At 34, Paul is in an unusual situation — a kind of 21st century lab experiment, if you will, testing what happens when fame strikes rather unexpectedly and you suddenly must figure out what t to do with it. He has all the cachet an actor can want. But that doesn’t mean he’s seen as a box-office draw by film producers. And it certainly doesn’t mean he’d want their roles even if he was.
It may be a champagne problem, but it’s a problem still. (The conundrum is played for comedy in the Xbox commercial, in which Paul alludes to the “role of a lifetime” and looks bored as he reads scripts sent to him.)
So besides acting, he is trying producing, and in the animated space, no less. In August Netflix will debut his “BoJack Horseman,” a show that he hopes can launch a producing career and also bring a new element to the animation renaissance.

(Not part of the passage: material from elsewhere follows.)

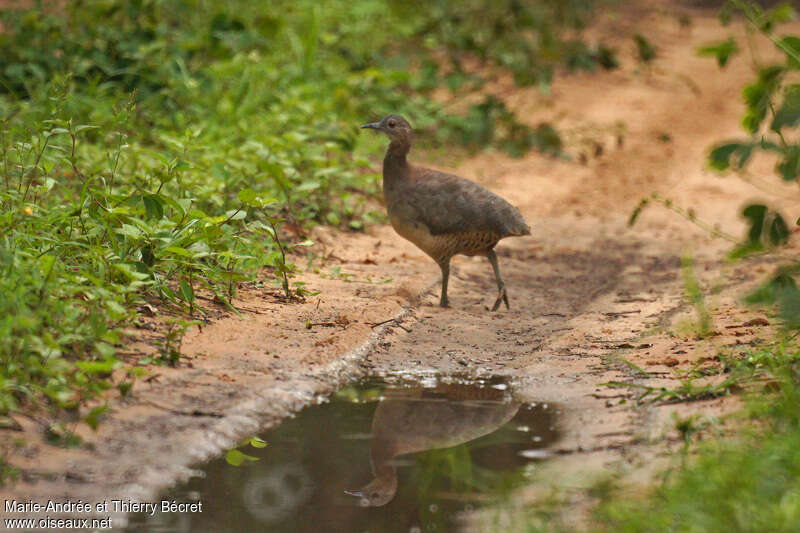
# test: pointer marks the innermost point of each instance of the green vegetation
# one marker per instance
(748, 483)
(156, 153)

“A lot of people get emotional in movies that are cartoons, but not in TV shows,” he said. “And this is a comedy, but I think this will hit at some heartstrings.” (Log line: A washed-out ’90s TV star who happens to be a horse lives in Hollywood and is addicted to animal tranquilizers, and has a perennial human houseguest voiced by Paul. Will Arnett plays the horse.)
Paul has an odd mix of swagger and upbeat cheer, a personality that can seem like a sunnier version of his “Breaking Bad” doppelgänger. He is reflective about his rocket ride to fame and the mixture of skill and luck that went into it.

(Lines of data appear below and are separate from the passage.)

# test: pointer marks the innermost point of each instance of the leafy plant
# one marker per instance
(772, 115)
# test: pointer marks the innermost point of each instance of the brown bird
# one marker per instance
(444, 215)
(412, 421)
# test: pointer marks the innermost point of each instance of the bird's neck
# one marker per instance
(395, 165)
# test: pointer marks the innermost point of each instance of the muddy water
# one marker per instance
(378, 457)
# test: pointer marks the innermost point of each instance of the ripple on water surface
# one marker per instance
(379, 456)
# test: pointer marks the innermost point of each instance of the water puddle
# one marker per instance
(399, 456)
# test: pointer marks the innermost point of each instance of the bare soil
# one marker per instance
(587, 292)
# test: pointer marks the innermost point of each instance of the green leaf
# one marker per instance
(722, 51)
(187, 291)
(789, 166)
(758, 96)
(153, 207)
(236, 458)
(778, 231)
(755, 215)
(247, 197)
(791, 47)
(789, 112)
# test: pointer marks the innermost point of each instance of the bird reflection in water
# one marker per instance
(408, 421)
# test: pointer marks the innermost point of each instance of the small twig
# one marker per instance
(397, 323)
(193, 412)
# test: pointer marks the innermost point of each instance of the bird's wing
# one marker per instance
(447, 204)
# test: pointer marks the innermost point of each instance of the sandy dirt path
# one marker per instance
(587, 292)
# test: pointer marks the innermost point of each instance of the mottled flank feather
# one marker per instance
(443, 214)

“I got spoiled on ‘Breaking Bad,’” he said. “Playing the same guy for four or five seasons you get to really explore who the character is.” He even found himself visiting the New Mexico writers room of the (recently postponed) “Bad” spinoff “Better Call Saul” and feeling nostalgic; the show shoots on the same stages as its progenitor, and he said it felt “weird not to be a part of it.”
Paul said he has looked for roles that replicate his Pinkman character, offering an insight that goes beyond the professional. “I don’t know what’s with me, why I gravitate to the more complicated people,” said the Idaho-born son of a Baptist minister. “Actually I do know what’s with me. I like to feel like I lived through something and persevered, like to feel that it’s actually happening to me.”

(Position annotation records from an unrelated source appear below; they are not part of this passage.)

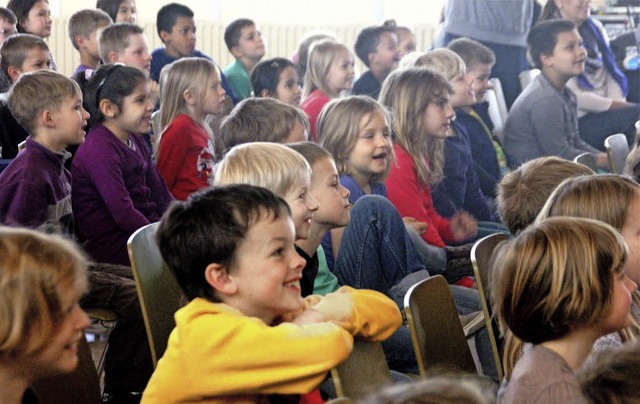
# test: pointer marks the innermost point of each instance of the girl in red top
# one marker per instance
(190, 90)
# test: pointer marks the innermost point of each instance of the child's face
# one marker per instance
(267, 270)
(61, 353)
(135, 114)
(70, 119)
(137, 53)
(288, 90)
(38, 21)
(406, 43)
(127, 12)
(332, 197)
(340, 76)
(303, 206)
(463, 94)
(631, 233)
(213, 101)
(568, 56)
(437, 117)
(181, 41)
(372, 152)
(387, 56)
(479, 75)
(250, 45)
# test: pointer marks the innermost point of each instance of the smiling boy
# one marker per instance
(543, 120)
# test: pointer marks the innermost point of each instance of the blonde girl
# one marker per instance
(422, 113)
(191, 90)
(42, 278)
(329, 73)
(559, 285)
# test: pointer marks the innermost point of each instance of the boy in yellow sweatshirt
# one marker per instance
(247, 333)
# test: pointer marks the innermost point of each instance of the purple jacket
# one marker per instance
(116, 190)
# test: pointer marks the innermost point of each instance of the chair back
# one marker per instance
(364, 372)
(480, 258)
(587, 159)
(527, 76)
(158, 290)
(436, 331)
(617, 151)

Just the same, Paul has gone back to the studio well, recently shooting a part in Ridley Scott’s “Exodus,” in which he plays Joshua, the latter-day leader of the Israelites. In its own way, it seems like a fitting part after Pinkman — a second banana at the start of the tale who nonetheless ends up leading his people into the Promised Land — and as he describes the part, it’s hard not to hear echoes of his former role.
“Joshua was a slave his entire life, so he’s got a lot of anger going on inside him,” Paul said. “I was very excited at the chance to do something like that.”
A moment later the actor gets up to do a Twitter chat under the hashtag #AskAaronPaul. He becomes the second-highest trending topic for a few hours, just below the World Cup.
A number of the tweets are about the Xbox commercial. Some inevitably ask if he would consider leaving his wife and marrying them.
And then some of them land a bit more seriously, like the question of user named Antonio Velázquez.
“After so many years interpreting Jesse Pinkman,” Velázquez asked, “how complicated is it to build a different character?”